Na vijf weken ergernis over ‘fictie binnen historische
krijtlijnen’, versta: een resem losstaande Wikipedia-weetjes die in ijltempo in
een krakkemikkig scenario werden gegoten, biedt één nu dertien weken lang
‘frictie binnen hysterische kreetlijnen’ in De
Ridder, een advocatenreeks die draait rond het personage van Helena De
Ridder.
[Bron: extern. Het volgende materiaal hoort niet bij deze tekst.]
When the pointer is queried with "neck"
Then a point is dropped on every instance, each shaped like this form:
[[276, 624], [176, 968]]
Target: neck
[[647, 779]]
Een hoofdrol die werd weggelegd voor de ravissante Clara Cleymans, die
omwille van haar haarkleur door sommige waarnemers al ‘De Rode Ridder’ wordt
genoemd.
De genaamde Helena De Ridder is een idealistische, rechtschapen
advocate (ergens hoor ik iemand ‘Pleonasme!’ roepen) die
desondanks hyperambitieus is. Kijk, daar zit al een eerste naaldhak gewrongen:
in mijn ideale, ietwat naïeve wereld ben je ofwel een wereldverbeteraar, ofwel
een genadeloze yup, maar geen mix van beide omdat dat goed uitkomt binnen de
plot die iemand in een eenzaam schrijversbureautje heeft uitgedacht.
De Ridder wil dus àlles: ze wil partner worden in een
advocatenkantoor dat wordt geleid door een scrupuleloos clichémannetje (een rol
van Lucas Van den Eynde, zonder feestneus dit keer), ze wil feesten gelijk de
beesten, ze wil gerespecteerd worden door procureurs, onderzoeksrechters en
andere hoogmoedige lieden, maar ze wil toch liefst geen échte misdadigers
verdedigen, zoals de van pedofilie beschuldigde
ex-stervoetballer-met-37-interlands-op-zijn-erelijst. Tegenstrijdig cliché werd
in deze eerste aflevering bovenop tegenstrijdig cliché gestapeld.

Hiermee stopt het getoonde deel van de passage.